MassMutual also earned record-high satisfaction levels in numerous 2010 industry and proprietary surveys of retirement plan advisors and plan sponsors, with a plan sponsor retention level of 95%.  

According to Hugh O’Toole, senior vice president and head of sales and client management for MassMutual’s Retirement Services Division, MassMutual has seen strong growth in its core defined contribution, defined benefit and TRS segments as well as in the nonprofit, Taft-Hartley, and professional employer organization (PEO) markets.


Securian Retirement certified by CEFEX

For the third consecutive year, the Centre for Fiduciary Excellence awarded Securian Retirement the CEFEX certification for fiduciary due diligence regarding investment management.

The CEFEX certification is used by benefits advisors, consultants, brokers, and their clients to assess the performance, consistency, and appropriateness of investment options. “The CEFEX certification is especially important in the markets we serve,” said Bruce Shay, executive vice president, Securian Financial Group, Inc. “Some employers do not have HR and legal experts on staff to monitor plan performance.”

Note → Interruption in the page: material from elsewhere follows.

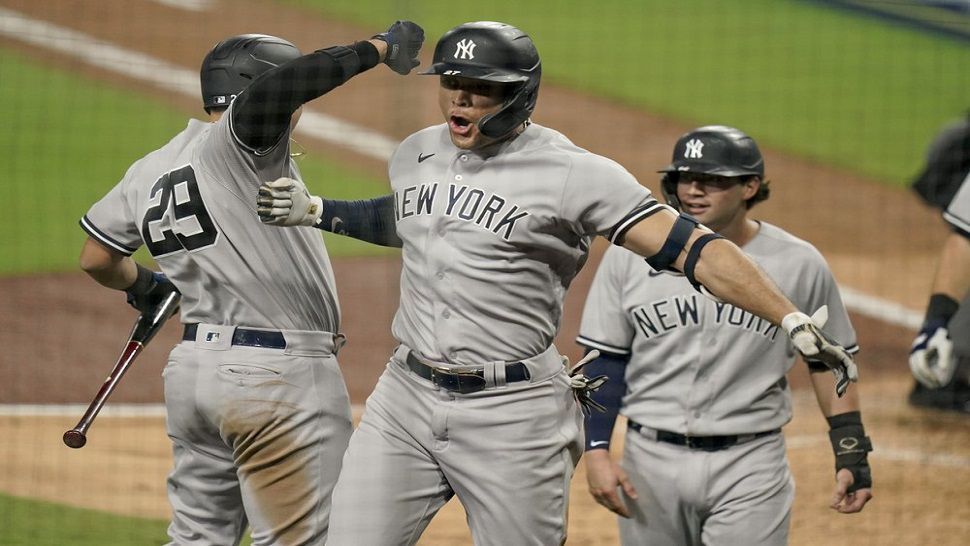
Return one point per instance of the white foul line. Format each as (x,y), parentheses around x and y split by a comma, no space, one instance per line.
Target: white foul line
(189,5)
(369,143)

Securian’s retirement plans are offered through a group variable annuity contract issued by Minnesota Life Insurance Company. The Securian due diligence process is led by an in-house committee of four CFAs who also hold the Accredited Investment Fiduciary designation.

CEFEX is an independent, global assessment and certification organization providing comprehensive assessments as measures of risk and trustworthiness of investment fiduciaries. A CEFEX assessment includes reviews of an organization’s practices by an independent Accredited Investment Fiduciary Analyst (AIFA).